Koepka doesn’t transfer much of his weight to his back foot on his backswing. By doing that, he wouldn’t be as good a player as he is if he didn’t have his strong body. This is noticeable because his head stays stationary throughout his backswing. He then rotates his hips a little on his downswing with very little lateral movement toward the target, which I like. Yet in doing so, he does have about three inches of upper body recoil on his downswing, in which his moves back and down. He could be an even better player if he eliminated this by shifting more weight to his back foot on his backswing, resulting in his head moving back perhaps two inches or more, as Justin Thomas does. The great Ben Hogan was the epitome of weight transfer, moving his upper body back several inches on his backswing and forward on his forward swing more than a foot. I know; I have film of several swings of Ben Hogan. Yet Brooks does move his head several inches toward his target on his follow through, which is good. A noticeable result of this is that Koepka has his left leg very straight at impact and thereafter. He also is up on his toes with his right foot early in his downswing, which is a result of how he swings so hard at the ball.

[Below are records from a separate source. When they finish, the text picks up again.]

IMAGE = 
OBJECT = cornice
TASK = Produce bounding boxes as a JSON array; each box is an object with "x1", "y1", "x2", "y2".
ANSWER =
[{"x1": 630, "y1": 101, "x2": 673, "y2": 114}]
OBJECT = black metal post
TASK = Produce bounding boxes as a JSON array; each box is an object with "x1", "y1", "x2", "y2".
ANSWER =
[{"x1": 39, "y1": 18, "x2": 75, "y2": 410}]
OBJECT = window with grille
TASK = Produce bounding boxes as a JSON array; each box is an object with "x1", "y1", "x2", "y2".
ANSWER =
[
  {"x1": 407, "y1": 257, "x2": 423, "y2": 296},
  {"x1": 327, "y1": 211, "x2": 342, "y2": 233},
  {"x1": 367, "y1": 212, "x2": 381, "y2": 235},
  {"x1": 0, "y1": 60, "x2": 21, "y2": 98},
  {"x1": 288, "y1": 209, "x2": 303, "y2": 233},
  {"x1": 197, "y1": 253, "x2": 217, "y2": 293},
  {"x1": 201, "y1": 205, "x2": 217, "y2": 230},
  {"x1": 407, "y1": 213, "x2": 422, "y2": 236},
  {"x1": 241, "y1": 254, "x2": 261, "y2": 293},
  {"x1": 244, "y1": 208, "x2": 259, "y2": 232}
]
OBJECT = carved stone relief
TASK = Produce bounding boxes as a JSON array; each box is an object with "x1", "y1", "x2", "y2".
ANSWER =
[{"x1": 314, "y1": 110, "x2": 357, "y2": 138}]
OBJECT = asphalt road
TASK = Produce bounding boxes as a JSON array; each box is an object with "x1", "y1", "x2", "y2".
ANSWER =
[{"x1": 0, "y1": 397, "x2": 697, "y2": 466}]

Koepka does something in his swing like Arnold Palmer did which is not advisable at all–the left arm is bent, thus not straight, at impact. This actually reduces club head speed and can create some inaccuracy. Gary Player always preached having a straight left arm (for right-handed golfers) at impact. Interestingly, the great pros who had the straightest left arm at impact were those who had a bent left arm at the top of their backswing. Three come to my mind the most: Harry Vardon, Walter Hagen, and, bringing us more into modern golf, Curtis Strange. Curtis used to preach that the common belief that you should have a straight left arm at the top of your backswing was one of the great myths about the golf swing. I think he was quite right.
However, Koepka has such amazing extension on his upswing which contributes a lot to his great and consistent ball striking. This was the main feature of the two greatest ball strikers of all time–Moe Norman and Ben Hogan. It is quite a contrast to the upswing of Koepka’s best friend on the PGA Tour–Dustin Johnson–whom Koepka just dethroned as the World’s #1 player today. Long-hitting Johnson swings with a very closed club face in his backswing (which Koepka does a little also). On Johnson’s downswing he releases his wristcock to square the clubface at impact by a very generous amount of throwing of his arms. That is a big source of his long, prodigious drives. In order to do this, on his upswing Johnson must open the club face a huge amount by cupping his left wrist. The result is that he has the least amount of extension of any PGA Tour player on his follow through and has a very sharp angle between his arms and the club shaft near his finish. This makes Dustin Johnson more dependent on the timing of his swing, which results is some inconsistency day-in and day-out.
But despite these minor deficiencies in Koepka’s swing, he is a marvel to watch play the game of golf. If all goes well for him physically, which it looks impossible that it won’t, he may be World #1 for quite a while. But if Dustin Johnson ever decided to swing less shut-to-open, resulting in more extension on his upswing, there could be a rivalry between these two very long-hitting friends the likes of which we have never seen in professional golf.